A data.table with one row per subgroup level \(\times\) exposure \(\times\) term \(\times\) model, containing:

subgroup

Name of the by variable.

subgroup_level

Factor: level of the by variable (ordered by original level / sort order).

exposure

Exposure variable name.

term

Coefficient name from the fitted model.

model

Ordered factor: Unadjusted < Fully adjusted.

n

Participants in model (after NA removal).

...

Effect estimate columns: HR/OR/beta, CI_lower, CI_upper, p_value, and a formatted label column. Cox models additionally include n_events and person_years; logistic models include n_cases; linear models include se.

p_interaction

LRT p-value for the exposure \(\times\) by interaction on the full dataset. Shared across all subgroup levels for the same exposure \(\times\) model. NA when the interaction model fails. Only present when interaction = TRUE.

Details

  • Unadjusted - always run (no covariates).

  • Fully adjusted - run when covariates is non-NULL. Users are responsible for excluding the by variable from covariates (a warning is issued if it is included).
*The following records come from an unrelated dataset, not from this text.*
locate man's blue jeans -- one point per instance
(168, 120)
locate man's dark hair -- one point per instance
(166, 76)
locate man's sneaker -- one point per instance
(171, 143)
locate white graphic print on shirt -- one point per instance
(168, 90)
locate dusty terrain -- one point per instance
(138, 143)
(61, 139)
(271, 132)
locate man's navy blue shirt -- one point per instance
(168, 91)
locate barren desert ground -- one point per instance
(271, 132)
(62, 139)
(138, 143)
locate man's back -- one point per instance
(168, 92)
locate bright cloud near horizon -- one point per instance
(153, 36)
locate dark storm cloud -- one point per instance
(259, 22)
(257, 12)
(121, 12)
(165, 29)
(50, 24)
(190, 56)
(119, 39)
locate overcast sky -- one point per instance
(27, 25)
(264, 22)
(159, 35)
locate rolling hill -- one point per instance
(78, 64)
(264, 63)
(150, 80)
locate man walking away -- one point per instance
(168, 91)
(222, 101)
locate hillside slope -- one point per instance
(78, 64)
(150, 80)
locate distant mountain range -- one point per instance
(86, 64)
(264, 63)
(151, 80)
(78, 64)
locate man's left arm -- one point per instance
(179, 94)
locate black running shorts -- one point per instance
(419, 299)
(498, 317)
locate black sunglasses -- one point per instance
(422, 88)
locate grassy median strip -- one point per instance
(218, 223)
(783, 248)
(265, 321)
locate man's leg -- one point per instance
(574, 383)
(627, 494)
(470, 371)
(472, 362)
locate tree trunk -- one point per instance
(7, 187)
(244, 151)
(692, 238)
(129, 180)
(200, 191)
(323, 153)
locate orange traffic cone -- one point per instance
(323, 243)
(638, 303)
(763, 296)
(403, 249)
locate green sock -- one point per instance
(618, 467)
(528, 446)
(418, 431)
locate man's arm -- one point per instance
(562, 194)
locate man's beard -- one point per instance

Interaction test: when interaction = TRUE (default), a likelihood ratio test (LRT) for the exposure \(\times\) by interaction is computed on the full dataset for each exposure \(\times\) model combination and appended as p_interaction. LRT is preferred over Wald because it handles factor, binary, and continuous by variables uniformly without requiring the user to recode the by variable.

Examples

dt <- ops_toy(scenario = "association", n = 500)
#>  ops_toy: 500 participants | 33 columns | scenario = "association" | seed = 42
dt <- dt[dm_timing != 1L]

res <- assoc_subgroup(
  data         = dt,
  outcome_col  = "dm_status",
  time_col     = "dm_followup_years",
  exposure_col = "p20116_i0",
  by           = "p31",
  method       = "coxph",
  covariates   = c("bmi_cat", "tdi_cat")
)
#>  outcome_col dm_status: logical detected, converting TRUE/FALSE -> 1/0
#> 
#> ── assoc_subgroup ──────────────────────────────────────────────────────────────
#>  1 exposure x 2 models x 2 subgroups (p31)
#>  Computing interaction LRT (exposure x p31) on full data ...
#>    Unadjusted | p20116_i0: p_interaction = 0.852
#>    Fully adjusted | p20116_i0: p_interaction = 0.864
#> 
#> ── p31 = Female  (n = 263) ──
#> 
#> ── p20116_i0 
#>    Unadjusted | p20116_i0Previous: HR 0.32 (0.07-1.42), p = 0.135
#>    Unadjusted | p20116_i0Current: HR 0.35 (0.05-2.70), p = 0.316
#>    Fully adjusted | p20116_i0Previous: HR 0.35 (0.08-1.56), p = 0.169
#>    Fully adjusted | p20116_i0Current: HR 0.39 (0.05-3.00), p = 0.364
#> 
#> ── p31 = Male  (n = 200) ──
#> 
#> !   p31 = Male: only 8 events -- results may be unstable.
#> 
#> ── p20116_i0 
#>    Unadjusted | p20116_i0Previous: HR 0.57 (0.11-2.93), p = 0.498
#>    Unadjusted | p20116_i0Current: HR 0.57 (0.07-4.87), p = 0.606
#> Warning: Loglik converged before variable  4,6 ; coefficient may be infinite. 
#>    Fully adjusted | p20116_i0Previous: HR 0.54 (0.10-2.90), p = 0.469
#>    Fully adjusted | p20116_i0Current: HR 0.39 (0.04-4.25), p = 0.439
#>  Done: 8 result rows across 1 exposure, 2 models, 2 subgroups.